Fire Slow: Years ago, when I was but a young pup in the film business I witnessed a moment of “fire fast” that I will never forget. It was the first day of filming on a large-budget feature film that shall remain unnamed. The driver who had been hired to transport the Director as well as several other key people got himself lost on the way to the first location of the day. This was pre-GPS mapping and the poor guy had simply made a wrong turn that resulted in the Director arriving about 30 minutes late to set. The studio producer was livid. He walked around ranting for the entire 30 minute delay; “Fire drill,” he kept saying, “Fire drill.” He explained how important it was ti fire someone on the first day to “set an example. Scare people.” What a nimrod. Needless to say the driver was fired immediately and we never had the chance to find out whether he was a good driver a bad driver or somewhere in-between. All we knew was that he had made a single mistake and paid the price.
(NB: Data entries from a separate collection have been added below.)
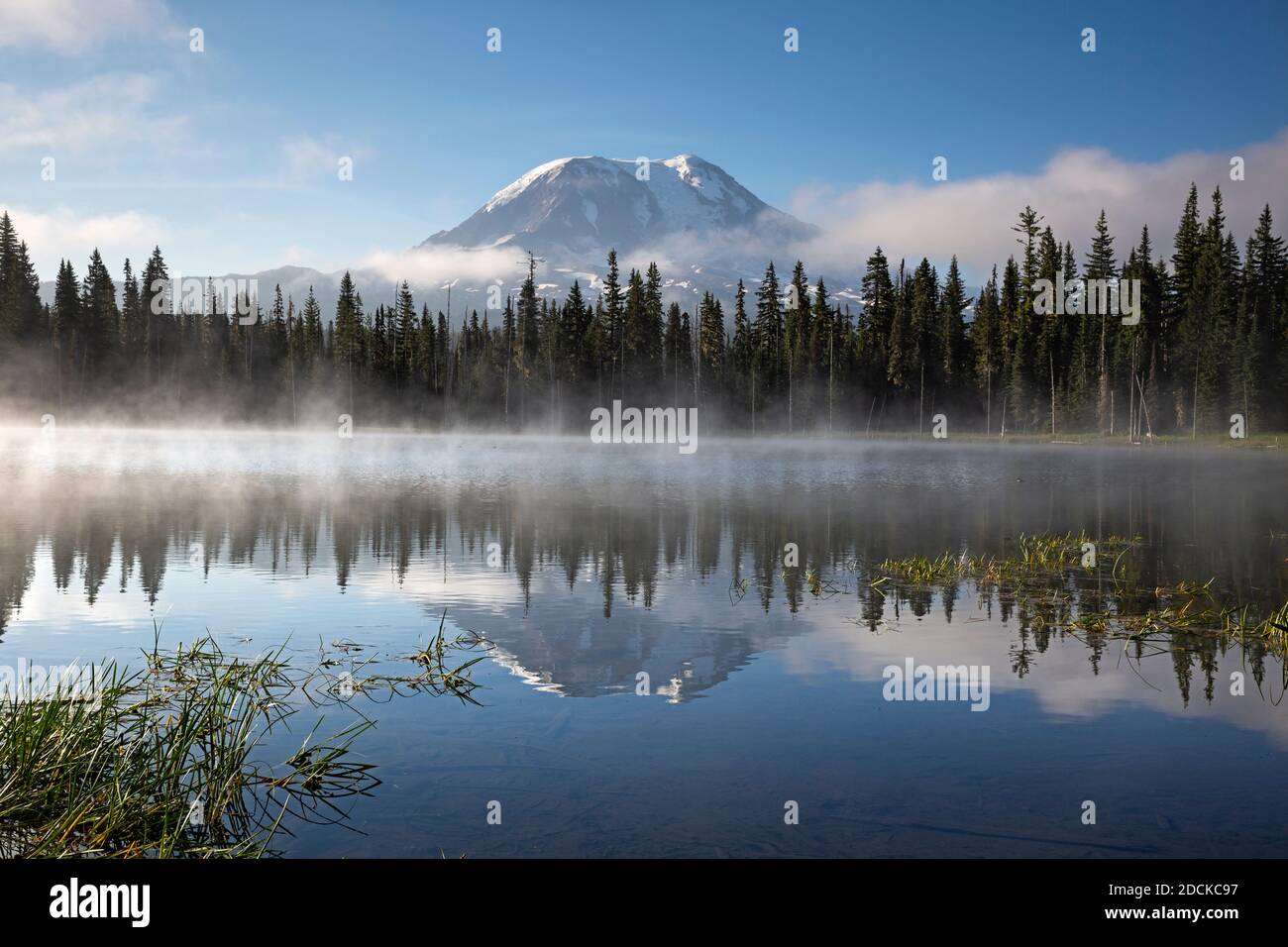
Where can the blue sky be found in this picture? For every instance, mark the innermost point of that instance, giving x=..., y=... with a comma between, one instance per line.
x=230, y=155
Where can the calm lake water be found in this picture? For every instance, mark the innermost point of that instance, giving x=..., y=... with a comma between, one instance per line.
x=588, y=566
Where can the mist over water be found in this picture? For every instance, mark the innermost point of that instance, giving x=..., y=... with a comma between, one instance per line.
x=588, y=565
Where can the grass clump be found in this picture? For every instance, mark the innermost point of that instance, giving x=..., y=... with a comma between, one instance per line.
x=172, y=759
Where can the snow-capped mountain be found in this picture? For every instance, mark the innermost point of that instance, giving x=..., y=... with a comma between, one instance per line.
x=574, y=210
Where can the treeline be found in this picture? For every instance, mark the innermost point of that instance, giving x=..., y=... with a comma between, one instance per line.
x=1212, y=341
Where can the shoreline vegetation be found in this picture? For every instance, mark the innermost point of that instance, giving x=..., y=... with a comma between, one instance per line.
x=1267, y=441
x=172, y=758
x=1209, y=339
x=1074, y=583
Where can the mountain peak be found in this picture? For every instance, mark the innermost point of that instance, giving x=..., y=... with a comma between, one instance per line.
x=575, y=209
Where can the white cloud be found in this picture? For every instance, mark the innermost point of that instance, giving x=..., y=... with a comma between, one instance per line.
x=308, y=158
x=72, y=27
x=94, y=115
x=437, y=265
x=75, y=236
x=971, y=218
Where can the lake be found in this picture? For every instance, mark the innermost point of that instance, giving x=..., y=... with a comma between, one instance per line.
x=690, y=650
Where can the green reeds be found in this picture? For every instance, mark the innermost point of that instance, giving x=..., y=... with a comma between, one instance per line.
x=172, y=759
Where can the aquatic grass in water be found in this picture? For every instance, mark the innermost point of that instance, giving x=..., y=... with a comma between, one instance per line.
x=168, y=759
x=1046, y=569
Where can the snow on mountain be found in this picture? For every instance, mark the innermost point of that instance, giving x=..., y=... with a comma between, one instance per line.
x=574, y=210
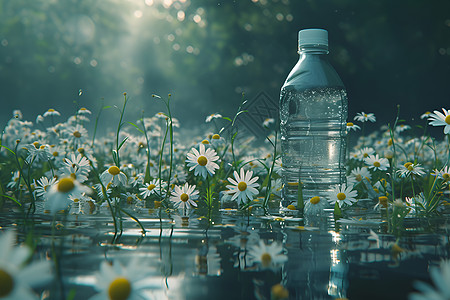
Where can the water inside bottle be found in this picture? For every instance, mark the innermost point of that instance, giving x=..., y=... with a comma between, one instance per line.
x=313, y=129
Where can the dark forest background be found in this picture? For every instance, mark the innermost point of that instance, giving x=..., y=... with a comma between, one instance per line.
x=206, y=53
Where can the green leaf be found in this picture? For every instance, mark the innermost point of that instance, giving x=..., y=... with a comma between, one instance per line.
x=8, y=149
x=13, y=199
x=114, y=154
x=140, y=130
x=121, y=144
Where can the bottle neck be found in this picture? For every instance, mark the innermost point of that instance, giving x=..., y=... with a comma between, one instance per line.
x=313, y=49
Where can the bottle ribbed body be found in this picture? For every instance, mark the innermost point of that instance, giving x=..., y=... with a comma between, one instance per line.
x=313, y=116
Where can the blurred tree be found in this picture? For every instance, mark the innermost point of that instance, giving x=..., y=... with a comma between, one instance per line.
x=206, y=53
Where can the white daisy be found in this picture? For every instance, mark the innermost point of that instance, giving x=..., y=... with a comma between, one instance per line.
x=151, y=188
x=58, y=197
x=343, y=195
x=184, y=195
x=17, y=278
x=217, y=140
x=116, y=281
x=358, y=174
x=402, y=127
x=267, y=256
x=376, y=163
x=84, y=111
x=43, y=185
x=114, y=175
x=365, y=152
x=440, y=119
x=444, y=173
x=213, y=116
x=268, y=121
x=314, y=206
x=76, y=134
x=203, y=161
x=51, y=112
x=441, y=279
x=38, y=152
x=364, y=117
x=78, y=161
x=351, y=126
x=244, y=186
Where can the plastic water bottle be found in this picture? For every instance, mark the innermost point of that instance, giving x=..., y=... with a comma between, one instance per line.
x=313, y=115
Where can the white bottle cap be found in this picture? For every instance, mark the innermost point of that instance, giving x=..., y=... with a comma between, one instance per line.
x=313, y=37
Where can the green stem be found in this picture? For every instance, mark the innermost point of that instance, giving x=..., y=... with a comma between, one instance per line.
x=122, y=112
x=135, y=219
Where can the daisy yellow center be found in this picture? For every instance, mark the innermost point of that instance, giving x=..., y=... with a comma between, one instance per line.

The story illustrates what I believe to be dangerously wrong with the “fire fast” mentality: if a worker is let go before they have a chance to prove themselves, or before they have a chance to learn the new job, or before they are given the feedback and direction they need to succeed (i.e. before they are “managed”), not only is that person hastily, and perhaps inaccurately, judged, but the company may also be cheated out of a potentially awesome employee. It is the responsibility of a good manager cultivate talent, encourage learning, and foster an environment where hard work and personal growth are rewarded. The idea is to nurture the new hire; to give them every chance to succeed and to allow them the mistakes that anyone can make. This is not to say that a worker should have job security in perpetuity nor is it to say that an egregious error should never be grounds for dismissal, it is only to say that good managers should take the time and help the worker succeed in their job through solid coaching and ongoing feedback. The sad day may well arrive when you have given a person every opportunity to learn and to grow, but they just aren’t working out; the trick is to be patient and, when the time comes, do the needful as humanely as possible.